Even when we mandate minimum insurance coverage for autos, it’s done to cover those they may injure, not them.

So yes, as with any learning experience, we can and should let people suffer the consequences of their own health insurance decisions.

It’s called freedom.
 
Written By: McQ
URL: http://www.qando.net/blog
the pool will be huge

Hmm, maybe I missed something — where would the risk pools come from? When you mentioned the "common insurance products" we now buy, I assumed you meant auto, life, home, etc. AFAIK there’s no risk pooling in those markets, just individual contracts.

If it costs $20 to see a doctor v the $150 today

I doubt competition would bring it down that much — even as it is, GPs aren’t getting rich like the specialists are. And in my area, many docs charge the uninsured $100 per office visit so they can make up the loss from the $70 HMO reimbursements.

Re the other insurances: in cases of major property or income loss, people can always fall back on the government’s safety net — welfare, food stamps, etc. Denying treatment for someone having a heart attack pretty much means that he dies. I’m not saying that you’re necessarily wrong to suggest that we should take the long view and hold people accountable in this way, just that it’s a tough sell for today’s society.
 
Written By: kenB
URL: http://
That said, the pool will be huge, much larger than a single employer, regardless of how large that employer is. So I’d suggest that would ameliorate much of the typical higher cost found for higher-risk people in employer based insurance systems.

Not according to adverse selection. Premium wars to get the initial costs as low as possible for young, healthy people will lead to outright denial of coverage for old, sick people who raise the minimum premium amounts needed to be charge to young, healthy people - who will be the pursued market share, because they are the profitable ones.

Where outright denial of coverage does not occur, premiums will increase greatly for those old and sick people - people who feel they have little or no choice but to get insurance *somehow* - again, so that insurance companies can afford to push the premiums for the younghealthy target audience as low as possible.

Taking responsibility for yourself means little in a free market where sick people are inherently more expensive than healthy ones and will be treated accordingly.
 
Written By: glasnost
URL: http://
"Canada spends about 8% of their GDP on healthcare."

It’s easier to spend less on health care if you limit how much is offered. We could beat Canada if we just slowed down the pace of health care delivery below theirs. % of GDP is not enough data for comparisons.


 
Written By: Unknown
URL: http://
More good discussion on health care.

 
Written By: Unknown
URL: http://
"over the course of a given year, about 45 million Americans are without health insurance. In virtually every other industrialized nation, 100% of the citizens have full healthcare coverage."

Health insurance and health care are different things. A person can have health care without having health insurance.
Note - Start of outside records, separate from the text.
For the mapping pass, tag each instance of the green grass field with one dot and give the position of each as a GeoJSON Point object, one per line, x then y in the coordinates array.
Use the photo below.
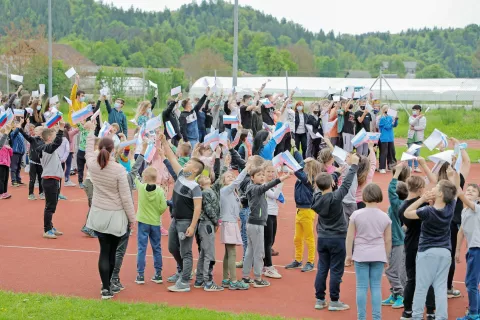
{"type": "Point", "coordinates": [458, 123]}
{"type": "Point", "coordinates": [38, 306]}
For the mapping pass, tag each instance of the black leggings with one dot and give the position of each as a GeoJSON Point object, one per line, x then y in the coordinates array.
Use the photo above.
{"type": "Point", "coordinates": [106, 261]}
{"type": "Point", "coordinates": [269, 239]}
{"type": "Point", "coordinates": [301, 139]}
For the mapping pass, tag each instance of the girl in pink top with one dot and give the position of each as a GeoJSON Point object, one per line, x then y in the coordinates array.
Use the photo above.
{"type": "Point", "coordinates": [371, 229]}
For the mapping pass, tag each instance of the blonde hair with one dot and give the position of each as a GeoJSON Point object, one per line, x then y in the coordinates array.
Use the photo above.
{"type": "Point", "coordinates": [142, 107]}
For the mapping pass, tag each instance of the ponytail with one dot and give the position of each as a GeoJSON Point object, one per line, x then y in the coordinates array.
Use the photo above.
{"type": "Point", "coordinates": [105, 148]}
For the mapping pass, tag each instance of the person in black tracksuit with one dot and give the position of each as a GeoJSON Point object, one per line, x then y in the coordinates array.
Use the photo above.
{"type": "Point", "coordinates": [36, 170]}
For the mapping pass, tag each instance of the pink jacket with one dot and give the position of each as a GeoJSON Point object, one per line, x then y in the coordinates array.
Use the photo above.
{"type": "Point", "coordinates": [5, 156]}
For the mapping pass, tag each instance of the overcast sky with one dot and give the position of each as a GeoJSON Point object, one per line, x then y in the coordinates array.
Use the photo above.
{"type": "Point", "coordinates": [352, 16]}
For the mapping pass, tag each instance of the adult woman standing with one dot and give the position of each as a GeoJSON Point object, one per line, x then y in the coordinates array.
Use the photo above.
{"type": "Point", "coordinates": [301, 120]}
{"type": "Point", "coordinates": [387, 148]}
{"type": "Point", "coordinates": [112, 205]}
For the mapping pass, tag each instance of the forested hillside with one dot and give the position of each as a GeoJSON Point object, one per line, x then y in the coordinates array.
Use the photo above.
{"type": "Point", "coordinates": [199, 38]}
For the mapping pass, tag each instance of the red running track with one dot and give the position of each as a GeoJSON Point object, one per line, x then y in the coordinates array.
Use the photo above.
{"type": "Point", "coordinates": [68, 266]}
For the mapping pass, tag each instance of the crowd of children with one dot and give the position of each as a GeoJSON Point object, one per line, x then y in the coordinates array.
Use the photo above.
{"type": "Point", "coordinates": [417, 241]}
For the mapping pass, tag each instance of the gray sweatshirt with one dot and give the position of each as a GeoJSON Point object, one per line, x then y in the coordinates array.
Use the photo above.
{"type": "Point", "coordinates": [229, 200]}
{"type": "Point", "coordinates": [257, 201]}
{"type": "Point", "coordinates": [49, 158]}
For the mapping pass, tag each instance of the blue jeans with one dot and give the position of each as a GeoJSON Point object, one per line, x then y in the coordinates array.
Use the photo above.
{"type": "Point", "coordinates": [369, 274]}
{"type": "Point", "coordinates": [416, 154]}
{"type": "Point", "coordinates": [331, 257]}
{"type": "Point", "coordinates": [472, 280]}
{"type": "Point", "coordinates": [244, 213]}
{"type": "Point", "coordinates": [146, 231]}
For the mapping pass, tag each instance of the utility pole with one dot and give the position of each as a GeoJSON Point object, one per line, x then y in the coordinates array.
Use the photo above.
{"type": "Point", "coordinates": [50, 52]}
{"type": "Point", "coordinates": [235, 44]}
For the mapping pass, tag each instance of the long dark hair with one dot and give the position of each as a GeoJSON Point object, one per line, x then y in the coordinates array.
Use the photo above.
{"type": "Point", "coordinates": [105, 148]}
{"type": "Point", "coordinates": [260, 138]}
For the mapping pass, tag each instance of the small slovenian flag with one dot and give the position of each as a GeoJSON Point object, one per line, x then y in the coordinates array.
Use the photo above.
{"type": "Point", "coordinates": [281, 198]}
{"type": "Point", "coordinates": [290, 162]}
{"type": "Point", "coordinates": [82, 114]}
{"type": "Point", "coordinates": [230, 120]}
{"type": "Point", "coordinates": [360, 138]}
{"type": "Point", "coordinates": [104, 130]}
{"type": "Point", "coordinates": [18, 112]}
{"type": "Point", "coordinates": [171, 132]}
{"type": "Point", "coordinates": [280, 133]}
{"type": "Point", "coordinates": [150, 152]}
{"type": "Point", "coordinates": [53, 120]}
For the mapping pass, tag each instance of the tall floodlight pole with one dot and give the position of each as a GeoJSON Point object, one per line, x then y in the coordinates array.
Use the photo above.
{"type": "Point", "coordinates": [50, 53]}
{"type": "Point", "coordinates": [235, 44]}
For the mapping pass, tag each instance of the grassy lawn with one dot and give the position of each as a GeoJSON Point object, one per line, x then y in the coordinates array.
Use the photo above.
{"type": "Point", "coordinates": [458, 123]}
{"type": "Point", "coordinates": [37, 306]}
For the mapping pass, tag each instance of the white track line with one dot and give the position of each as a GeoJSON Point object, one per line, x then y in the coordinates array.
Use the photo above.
{"type": "Point", "coordinates": [131, 254]}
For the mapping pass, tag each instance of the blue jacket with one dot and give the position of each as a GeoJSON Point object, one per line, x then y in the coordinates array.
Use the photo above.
{"type": "Point", "coordinates": [386, 126]}
{"type": "Point", "coordinates": [17, 141]}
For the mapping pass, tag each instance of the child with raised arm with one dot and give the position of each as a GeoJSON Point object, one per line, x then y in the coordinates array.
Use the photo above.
{"type": "Point", "coordinates": [331, 231]}
{"type": "Point", "coordinates": [372, 231]}
{"type": "Point", "coordinates": [434, 257]}
{"type": "Point", "coordinates": [470, 229]}
{"type": "Point", "coordinates": [256, 225]}
{"type": "Point", "coordinates": [151, 205]}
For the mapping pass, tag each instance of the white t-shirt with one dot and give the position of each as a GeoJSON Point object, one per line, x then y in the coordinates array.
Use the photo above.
{"type": "Point", "coordinates": [471, 226]}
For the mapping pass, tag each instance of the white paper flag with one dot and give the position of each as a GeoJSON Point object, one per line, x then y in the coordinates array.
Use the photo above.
{"type": "Point", "coordinates": [176, 90]}
{"type": "Point", "coordinates": [152, 84]}
{"type": "Point", "coordinates": [70, 72]}
{"type": "Point", "coordinates": [17, 78]}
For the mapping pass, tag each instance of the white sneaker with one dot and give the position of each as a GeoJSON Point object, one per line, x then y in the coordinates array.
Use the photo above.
{"type": "Point", "coordinates": [271, 272]}
{"type": "Point", "coordinates": [69, 183]}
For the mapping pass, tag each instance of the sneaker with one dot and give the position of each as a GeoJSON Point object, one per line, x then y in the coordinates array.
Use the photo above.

Millions do.
 
Written By: timactual
URL: http://
I don’t understand why a blog that favors "free people" would be against civil liberties.
Welfare (or as I like to call it, free money) is not a privilige, it is a RIGHT! We are entitled as "free people" to dip our hands into the dole however many times we want, for any imaginable reason (especially the reasons we lie about to get more money). If you are against our entitlement to taxpayer money for life, then you must not approve of being free.

Did I make my point?

BTW some chinese spammer guy or something is messing up the tables on the comment pages.
 
Written By: Josh
URL: http://
"Did I make my point?"

Yep, and I agree as long as I can be at the head of the line.